TL;DR: Each of Linux 2.6.39, 3.6 and 4.0 brings notable performance improvements for the IPv4 route lookup process.

In a previous article, I explained how Linux implements an IPv4 routing table with compressed tries to offer excellent lookup times. The following graph shows the performance progression of Linux through history:

IPv4 route lookup performance
Route lookup times for various Linux kernel versions. Lookup is done on a table with 500,000 routes. Notable performance improvements are highlighted.

Two scenarios are tested:

  • 500,000 routes extracted from an Internet router (half of them are /24), and
  • 500,000 host routes (/32) tightly packed in 4 distinct subnets.

All kernels are compiled with GCC 4.9 (from Debian Jessie). This version is able to compile older kernels1 as well as current ones. The kernel configuration used is the default one with CONFIG_SMP and CONFIG_IP_MULTIPLE_TABLES options enabled (however, no IP rules are used). Some other unrelated options are enabled to be able to boot them in a virtual machine and run the benchmark.

The measurements are done in a virtual machine with one vCPU2. The host is an Intel Core i5-4670K and the CPU governor was set to “performance”. The benchmark is single-threaded. Implemented as a kernel module, it calls fib_lookup() with various destinations in 100,000 timed iterations and keeps the median. Timings of individual runs are computed from the TSC (and converted to nanoseconds by assuming a constant clock).

The following kernel versions bring a notable performance improvement:

  • In Linux 2.6.39, commit 3630b7c050d9, David Miller removes the hash-based routing table implementation to switch to the LPC-trie implementation (available since Linux 2.6.13 as a compile-time option). This brings a small regression for the scenario with many host routes but boosts the performance for the general case.

  • In Linux 3.0, commit 281dc5c5ec0f, the improvement is not related to the network subsystem. Linus Torvalds disables the compiler size-optimization from the default configuration.
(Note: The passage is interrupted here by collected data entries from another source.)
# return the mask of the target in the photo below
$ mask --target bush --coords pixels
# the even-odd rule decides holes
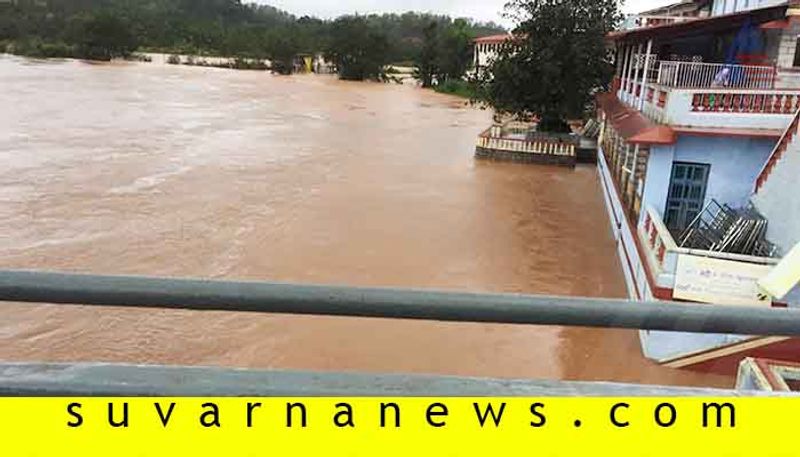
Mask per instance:
[[[167,57],[167,63],[170,65],[180,65],[181,64],[181,57],[175,54],[170,55]]]
[[[75,56],[75,49],[63,42],[45,43],[40,39],[16,41],[2,48],[5,52],[34,58],[69,58]]]

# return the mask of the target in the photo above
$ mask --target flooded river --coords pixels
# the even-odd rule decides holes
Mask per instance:
[[[0,57],[0,266],[623,297],[591,167],[409,86]],[[632,331],[0,304],[0,359],[731,386]]]

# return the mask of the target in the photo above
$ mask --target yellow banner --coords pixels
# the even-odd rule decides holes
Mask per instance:
[[[0,399],[4,456],[794,456],[798,399]]]

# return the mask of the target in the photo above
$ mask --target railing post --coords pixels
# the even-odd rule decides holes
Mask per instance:
[[[660,85],[661,84],[661,72],[664,70],[664,63],[663,62],[659,62],[659,61],[657,61],[657,63],[658,63],[658,76],[656,76],[656,83],[658,83]]]

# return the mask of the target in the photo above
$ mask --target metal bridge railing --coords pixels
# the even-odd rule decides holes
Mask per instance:
[[[792,309],[31,271],[0,271],[0,301],[800,336]]]

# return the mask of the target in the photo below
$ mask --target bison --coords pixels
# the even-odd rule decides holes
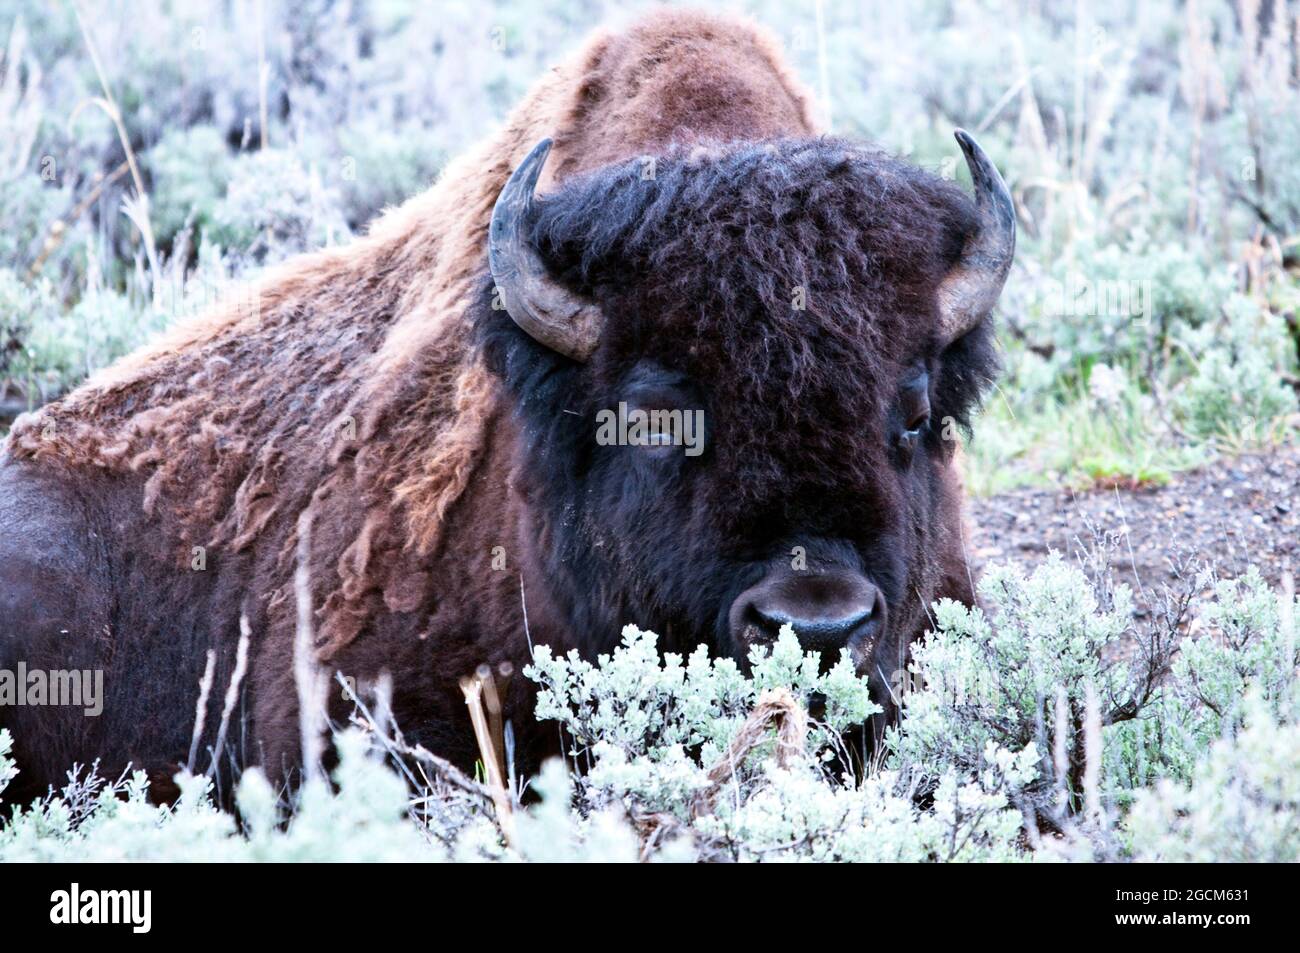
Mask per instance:
[[[957,138],[973,200],[819,136],[757,28],[660,11],[365,237],[20,419],[0,669],[104,684],[98,717],[0,708],[27,792],[93,758],[165,792],[231,685],[214,767],[292,781],[304,645],[464,766],[463,676],[627,623],[742,660],[789,624],[886,700],[931,601],[971,599],[951,438],[1015,225]],[[501,690],[529,770],[554,732]]]

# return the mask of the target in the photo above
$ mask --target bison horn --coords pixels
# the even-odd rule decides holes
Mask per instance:
[[[515,324],[539,344],[581,363],[600,338],[600,309],[552,280],[527,237],[537,179],[550,151],[550,139],[533,146],[497,196],[488,229],[488,263],[501,304]]]
[[[947,341],[961,337],[993,310],[1016,251],[1016,209],[1007,184],[966,130],[955,135],[975,183],[980,225],[939,285],[939,321]]]

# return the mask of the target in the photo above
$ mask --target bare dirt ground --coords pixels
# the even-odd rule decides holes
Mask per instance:
[[[1019,489],[968,504],[973,568],[1010,560],[1027,570],[1050,551],[1076,557],[1097,533],[1120,536],[1116,578],[1135,590],[1172,583],[1176,561],[1223,578],[1255,565],[1271,584],[1300,569],[1300,448],[1219,460],[1166,486],[1086,492]]]

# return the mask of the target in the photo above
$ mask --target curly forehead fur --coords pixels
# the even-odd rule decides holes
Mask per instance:
[[[706,383],[735,478],[724,511],[803,488],[883,502],[887,410],[943,349],[934,290],[976,227],[953,183],[830,138],[633,160],[546,197],[531,223],[556,277],[607,316],[596,393],[646,361]],[[936,402],[964,424],[995,371],[989,335],[946,357]]]

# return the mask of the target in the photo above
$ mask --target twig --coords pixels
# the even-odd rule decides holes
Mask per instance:
[[[221,726],[217,729],[217,742],[212,746],[212,763],[208,765],[209,777],[217,770],[217,760],[221,757],[221,749],[226,743],[226,732],[230,728],[230,713],[235,710],[235,702],[239,700],[239,686],[244,681],[244,673],[248,671],[248,643],[251,637],[252,630],[248,626],[248,616],[241,613],[239,645],[235,649],[235,670],[230,674],[230,684],[226,686],[226,700],[221,709]]]
[[[492,735],[488,729],[487,716],[483,711],[483,682],[477,676],[460,680],[460,690],[465,694],[465,704],[469,708],[470,722],[474,725],[474,739],[478,742],[479,755],[483,759],[483,769],[487,772],[487,787],[492,794],[492,803],[496,807],[497,823],[506,843],[514,846],[515,815],[506,791],[504,772],[492,748]]]
[[[72,12],[77,17],[77,26],[81,28],[81,36],[86,41],[86,50],[90,53],[90,61],[95,66],[95,75],[99,78],[99,86],[104,91],[103,98],[95,97],[87,102],[104,110],[108,114],[108,118],[112,120],[113,126],[117,129],[117,138],[122,143],[122,151],[126,153],[126,161],[131,169],[131,178],[135,182],[136,194],[139,196],[140,214],[138,217],[132,216],[131,220],[140,229],[141,236],[144,238],[145,254],[149,256],[149,266],[156,276],[160,273],[158,247],[153,237],[153,225],[149,221],[149,194],[144,190],[144,176],[140,174],[140,166],[135,161],[135,150],[131,148],[131,137],[127,135],[126,125],[122,122],[122,110],[118,108],[117,100],[113,97],[113,91],[109,88],[108,77],[104,73],[103,64],[99,61],[99,51],[95,49],[95,41],[90,35],[85,19],[81,16],[81,6],[76,0],[73,0]],[[76,118],[77,113],[81,111],[81,107],[86,104],[79,104],[72,111],[72,116],[68,119],[69,123]]]
[[[190,735],[190,756],[185,761],[185,770],[194,773],[194,759],[199,754],[199,739],[203,737],[203,723],[207,721],[208,694],[212,691],[212,675],[217,665],[217,653],[208,649],[208,662],[203,668],[203,677],[199,679],[199,700],[194,706],[194,732]]]
[[[293,681],[298,689],[298,728],[301,733],[302,769],[305,778],[316,778],[321,771],[321,734],[324,731],[323,707],[325,679],[316,666],[312,652],[311,520],[308,506],[298,517],[298,565],[294,570],[293,589],[297,598],[298,621],[293,639]]]
[[[789,768],[806,756],[808,713],[788,688],[769,689],[758,697],[740,731],[708,771],[709,786],[695,796],[692,813],[701,817],[712,813],[723,787],[735,780],[749,753],[767,738],[769,728],[776,729],[776,763]]]
[[[266,80],[271,68],[266,62],[266,10],[264,0],[257,0],[257,121],[261,127],[262,150],[266,150]]]
[[[27,269],[28,281],[41,273],[41,269],[45,267],[45,263],[49,261],[50,256],[53,255],[55,250],[67,239],[68,226],[77,222],[81,216],[85,215],[86,209],[95,204],[95,200],[103,194],[104,189],[108,188],[122,176],[126,175],[126,172],[130,167],[131,164],[123,159],[116,169],[108,175],[102,176],[100,180],[95,183],[95,187],[86,193],[85,198],[72,207],[72,211],[68,212],[68,214],[62,218],[55,219],[54,224],[50,226],[49,237],[45,239],[45,244],[41,246],[40,253],[36,256],[36,260],[32,262],[32,266]]]
[[[817,80],[821,85],[822,114],[826,120],[826,131],[834,127],[831,121],[831,81],[826,64],[826,16],[822,9],[822,0],[817,0]]]

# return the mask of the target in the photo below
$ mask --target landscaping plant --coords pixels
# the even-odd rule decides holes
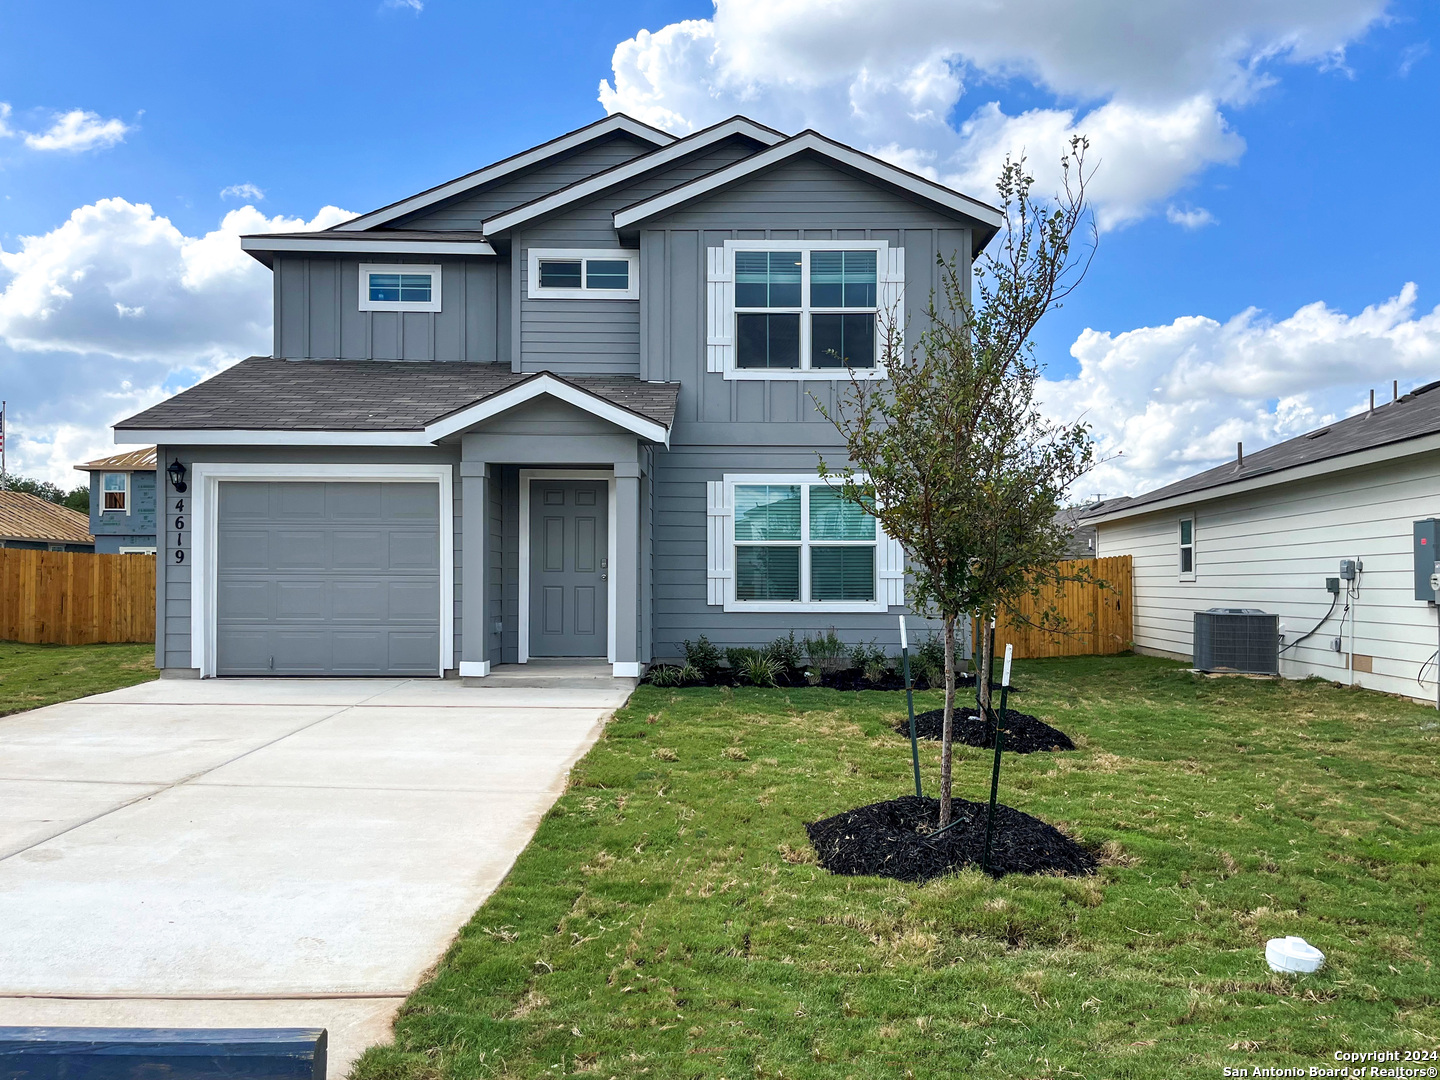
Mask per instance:
[[[704,634],[700,635],[699,641],[686,638],[680,647],[685,650],[685,663],[700,672],[700,677],[705,682],[714,682],[715,675],[720,670],[720,649],[710,644]]]
[[[1032,196],[1023,158],[1007,159],[997,185],[1005,228],[978,260],[975,300],[956,265],[941,260],[941,294],[910,354],[898,312],[883,316],[886,377],[852,374],[833,407],[816,402],[849,460],[831,469],[822,459],[820,475],[903,545],[912,610],[942,622],[940,826],[951,819],[956,625],[972,615],[988,624],[998,611],[1013,617],[1022,597],[1057,581],[1067,533],[1056,511],[1094,460],[1085,424],[1041,416],[1033,345],[1036,325],[1079,284],[1093,253],[1087,145],[1071,140],[1053,203]],[[1082,231],[1091,238],[1083,249]],[[982,672],[990,648],[982,640]],[[982,676],[982,709],[989,701]]]

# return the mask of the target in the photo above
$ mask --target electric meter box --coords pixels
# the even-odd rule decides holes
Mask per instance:
[[[1435,573],[1435,545],[1440,540],[1440,521],[1426,518],[1415,522],[1415,599],[1435,602],[1430,576]]]

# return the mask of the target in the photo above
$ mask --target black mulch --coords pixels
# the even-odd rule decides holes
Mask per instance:
[[[979,866],[985,851],[986,803],[954,799],[961,824],[934,840],[927,834],[939,820],[938,799],[904,795],[873,803],[805,826],[832,874],[877,874],[924,882],[966,866]],[[1095,856],[1039,818],[1009,806],[995,807],[995,843],[990,873],[1093,874]]]
[[[915,734],[921,739],[938,739],[945,726],[945,710],[931,709],[915,714]],[[895,724],[895,730],[906,738],[910,737],[910,718],[902,716]],[[975,706],[956,706],[954,721],[955,741],[966,746],[981,746],[993,749],[995,729],[988,720],[981,720]],[[1075,744],[1058,728],[1053,728],[1029,713],[1005,710],[1005,752],[1011,754],[1033,754],[1037,750],[1074,750]]]

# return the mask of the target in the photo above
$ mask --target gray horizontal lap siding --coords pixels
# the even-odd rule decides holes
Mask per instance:
[[[671,448],[655,456],[653,646],[657,660],[705,634],[756,645],[834,628],[849,643],[878,639],[894,651],[895,614],[726,612],[706,603],[706,482],[736,472],[814,472],[844,460],[843,442],[815,407],[833,408],[836,380],[726,380],[706,371],[706,249],[737,240],[886,240],[905,249],[906,337],[923,330],[937,255],[968,280],[963,224],[813,161],[797,161],[682,207],[641,231],[640,377],[682,384]],[[803,425],[797,429],[796,425]],[[915,623],[917,627],[923,624]]]
[[[361,311],[360,264],[439,264],[440,311]],[[508,363],[510,280],[498,257],[275,257],[275,355]]]
[[[704,153],[581,206],[528,226],[512,243],[512,304],[520,371],[636,375],[640,370],[640,304],[636,300],[540,300],[529,296],[531,248],[622,246],[612,215],[621,207],[706,176],[754,153],[748,139],[728,139]],[[646,268],[642,265],[641,280]]]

It was believed that optimizing for size would help keeping the instruction cache efficient. However, compilers generated under-performing code on x86 when this option was enabled.

  • In Linux 3.6, commit f4530fa574df, David Miller adds an optimization to not evaluate IP rules when they are left unconfigured. From this point, the use of the CONFIG_IP_MULTIPLE_TABLES option doesn’t impact the performances unless some IP rules are configured. This version also removes the route cache (commit 5e9965c15ba8). However, this has no effect on the benchmark as it directly calls fib_lookup() which doesn’t involve the cache.

  • In Linux 4.0, notably commit 9f9e636d4f89, Alexander Duyck adds several optimizations to the trie lookup algorithm. It really pays off!

  • In Linux 4.1, commit 0ddcf43d5d4a, Alexander Duyck collapses the local and main tables when no specific IP rules are configured. For non-local traffic, both those tables were looked up.

  1. Compiling old kernels with an updated userland may still require some small patches

  2. The kernels are compiled with the CONFIG_SMP option to use the hierarchical RCU and activate more of the same code paths as actual routers. However, progress on parallelism are left unnoticed.